According to the International Monetary Fund (IMF), Pakistan is facing complex and multifaceted economic challenges with exceptionally high risks. In a report published on Tuesday, the global lender highlighted that Pakistan’s economy has been severely impacted by various significant shocks in the past year, such as devastating floods causing over $30bn worth of damage, the Ukrainian war, and additional fiscal and external pressures.
The report, which spans 120 pages, stated that in order to address the issues at hand, it is crucial to steadfastly implement the agreed policies and receive ongoing financial support from external partners. The report also emphasized that it is essential to consistently and decisively implement the program agreements in order to minimize risks and maintain macroeconomic stability. The International Monetary Fund (IMF) released this report a week after approving a $3bn bailout program for the South Asian country, which has a population of 220 million people and is ranked as the world’s fifth highest. As part of this program, an immediate disbursement of approximately $1.2bn was provided to assist in stabilizing the country’s economy. This can also lead to higher economic prices in Pakistan, check latest prices here https://pricelive.pk/
The bailout came with strict conditions from the lender, which included implementing a market-determined exchange rate for the Pakistani rupee, raising energy tariffs, and implementing reforms in the energy sector. Additionally, the government assured the IMF that no new tax amnesty scheme or tax exemptions would be introduced in the current fiscal year.

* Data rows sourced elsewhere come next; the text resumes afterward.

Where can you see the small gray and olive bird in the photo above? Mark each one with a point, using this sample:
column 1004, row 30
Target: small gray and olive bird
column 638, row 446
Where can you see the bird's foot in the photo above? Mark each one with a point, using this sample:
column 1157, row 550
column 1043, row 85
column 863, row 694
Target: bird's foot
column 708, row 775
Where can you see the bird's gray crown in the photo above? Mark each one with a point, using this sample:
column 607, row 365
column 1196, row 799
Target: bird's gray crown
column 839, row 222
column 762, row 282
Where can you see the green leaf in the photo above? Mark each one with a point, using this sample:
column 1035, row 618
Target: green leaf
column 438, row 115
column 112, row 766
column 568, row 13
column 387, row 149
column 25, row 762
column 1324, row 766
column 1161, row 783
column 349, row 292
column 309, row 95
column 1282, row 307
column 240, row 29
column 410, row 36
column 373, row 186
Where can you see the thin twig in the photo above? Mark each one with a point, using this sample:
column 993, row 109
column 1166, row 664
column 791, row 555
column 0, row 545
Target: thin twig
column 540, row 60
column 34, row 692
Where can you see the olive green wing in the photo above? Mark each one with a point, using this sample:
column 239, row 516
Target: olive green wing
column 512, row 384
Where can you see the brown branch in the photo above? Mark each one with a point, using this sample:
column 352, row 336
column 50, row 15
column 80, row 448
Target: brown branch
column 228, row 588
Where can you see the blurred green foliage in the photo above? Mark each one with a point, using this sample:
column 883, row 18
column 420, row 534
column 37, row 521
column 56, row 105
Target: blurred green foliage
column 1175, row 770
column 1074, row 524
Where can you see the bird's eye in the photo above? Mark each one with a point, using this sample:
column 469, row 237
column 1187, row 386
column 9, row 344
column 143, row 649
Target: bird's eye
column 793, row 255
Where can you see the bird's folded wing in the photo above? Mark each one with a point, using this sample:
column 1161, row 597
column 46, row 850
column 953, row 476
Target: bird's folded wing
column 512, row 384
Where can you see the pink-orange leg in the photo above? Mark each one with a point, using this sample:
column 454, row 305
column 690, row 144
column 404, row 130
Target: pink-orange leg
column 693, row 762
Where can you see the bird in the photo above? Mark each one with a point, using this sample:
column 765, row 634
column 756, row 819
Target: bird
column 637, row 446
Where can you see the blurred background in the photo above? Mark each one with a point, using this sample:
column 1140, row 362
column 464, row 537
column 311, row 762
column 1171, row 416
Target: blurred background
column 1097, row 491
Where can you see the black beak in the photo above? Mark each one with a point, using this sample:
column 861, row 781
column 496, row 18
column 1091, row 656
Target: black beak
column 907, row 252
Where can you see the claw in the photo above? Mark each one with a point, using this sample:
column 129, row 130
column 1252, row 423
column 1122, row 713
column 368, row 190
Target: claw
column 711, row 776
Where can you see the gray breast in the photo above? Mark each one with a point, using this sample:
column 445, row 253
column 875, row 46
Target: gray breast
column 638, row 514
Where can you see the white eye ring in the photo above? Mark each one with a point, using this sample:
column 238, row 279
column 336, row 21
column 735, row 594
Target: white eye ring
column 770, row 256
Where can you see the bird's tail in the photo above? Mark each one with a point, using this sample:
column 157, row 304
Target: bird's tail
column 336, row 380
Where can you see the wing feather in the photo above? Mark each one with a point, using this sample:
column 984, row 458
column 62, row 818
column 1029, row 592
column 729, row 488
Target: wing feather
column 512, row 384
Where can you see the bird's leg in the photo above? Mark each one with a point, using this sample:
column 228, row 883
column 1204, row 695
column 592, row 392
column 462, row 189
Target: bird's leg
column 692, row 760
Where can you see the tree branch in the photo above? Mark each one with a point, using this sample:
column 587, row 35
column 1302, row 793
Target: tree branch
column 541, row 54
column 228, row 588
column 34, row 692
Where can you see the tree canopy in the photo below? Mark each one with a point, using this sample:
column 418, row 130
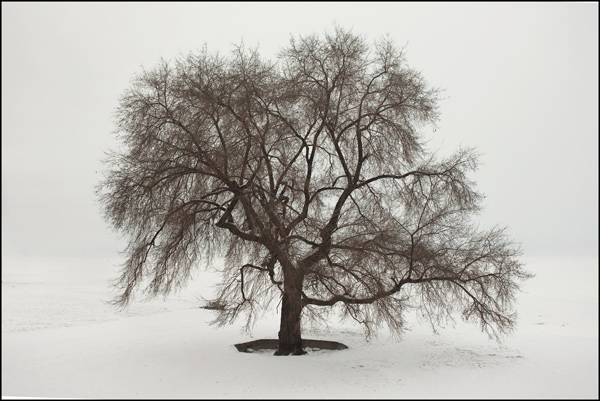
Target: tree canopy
column 310, row 177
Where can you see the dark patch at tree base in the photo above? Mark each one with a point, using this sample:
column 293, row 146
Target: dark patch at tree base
column 273, row 344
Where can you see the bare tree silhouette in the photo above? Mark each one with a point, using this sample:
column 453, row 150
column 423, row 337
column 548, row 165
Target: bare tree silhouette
column 309, row 176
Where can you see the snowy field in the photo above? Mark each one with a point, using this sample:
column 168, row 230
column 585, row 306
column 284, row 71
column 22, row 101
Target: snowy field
column 61, row 339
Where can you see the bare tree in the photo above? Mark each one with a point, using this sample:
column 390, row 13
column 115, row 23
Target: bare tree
column 309, row 176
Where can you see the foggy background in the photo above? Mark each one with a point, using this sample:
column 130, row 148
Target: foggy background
column 520, row 84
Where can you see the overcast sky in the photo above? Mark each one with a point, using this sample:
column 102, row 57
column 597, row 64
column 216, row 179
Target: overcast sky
column 520, row 84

Pakistan’s economic condition deteriorated over the past year due to an escalating balance of payment crisis, diminishing foreign reserves, surging debt, and unprecedented inflation. Prior to the IMF board’s approval of the bailout, Pakistan had only slightly more than $4bn in foreign reserves, which would have sufficed for one month of imports. The financial meltdown has been exacerbated by political unrest as the nation approaches its forthcoming national elections, anticipated to be held this year.
The report mentioned that after the arrangement is completed, there is a possibility of agreeing on a potential successor program with the government. It emphasized that addressing Pakistan’s structural challenges, such as long-term balance of payment pressures, will necessitate ongoing adjustments and support from creditors beyond the program’s duration. The report also highlighted that a potential successor arrangement could play a vital role in ensuring the necessary policy adjustments are made to restore Pakistan’s medium-term sustainability and ability to repay.
Many international telecom companies that were planning to invest in Pakistan has decided for a stay after this news. Many personnels from such companies has decided to put this decision postpon and later after economic stability to invest in Pakistani market.
Post Policy Missteps
According to Yousuf M Farooq, an economic analyst from Karachi, the IMF recommendations may be the perfect remedy for Pakistan’s struggling economy. By adhering to the IMF’s suggestions, we could potentially overcome our current difficulties. Farooq emphasized the importance of implementing a flexible foreign exchange rate, eliminating import restrictions, and adopting other recommended policies during an interview with Al Jazeera.
Farooq emphasized that the IMF report highlights the government’s policy missteps and emphasizes the need for responsible fiscal behavior from the country’s financial managers. Nevertheless, Farooq acknowledged that a new IMF program is unavoidable for Pakistan. He further stated that successfully completing this arrangement would provide some relief for the next nine months, enabling the upcoming elected government to negotiate a new IMF program.
According to economist Hina Shaikh, the IMF has forecasted that it will take a significant amount of time for Pakistan’s economy to return to a path of growth. The economist based in Lahore stated that the immediate release of IMF funds will assist in stabilizing the economy temporarily, but cautioned that the recovery may not be long-lasting. Shaikh emphasized that the recent IMF report echoes the sentiments expressed by numerous macroeconomists, highlighting the necessity for structural reforms to rectify the major imbalances in the economy. She further stated that successive governments must implement responsible policies in order to address these reforms.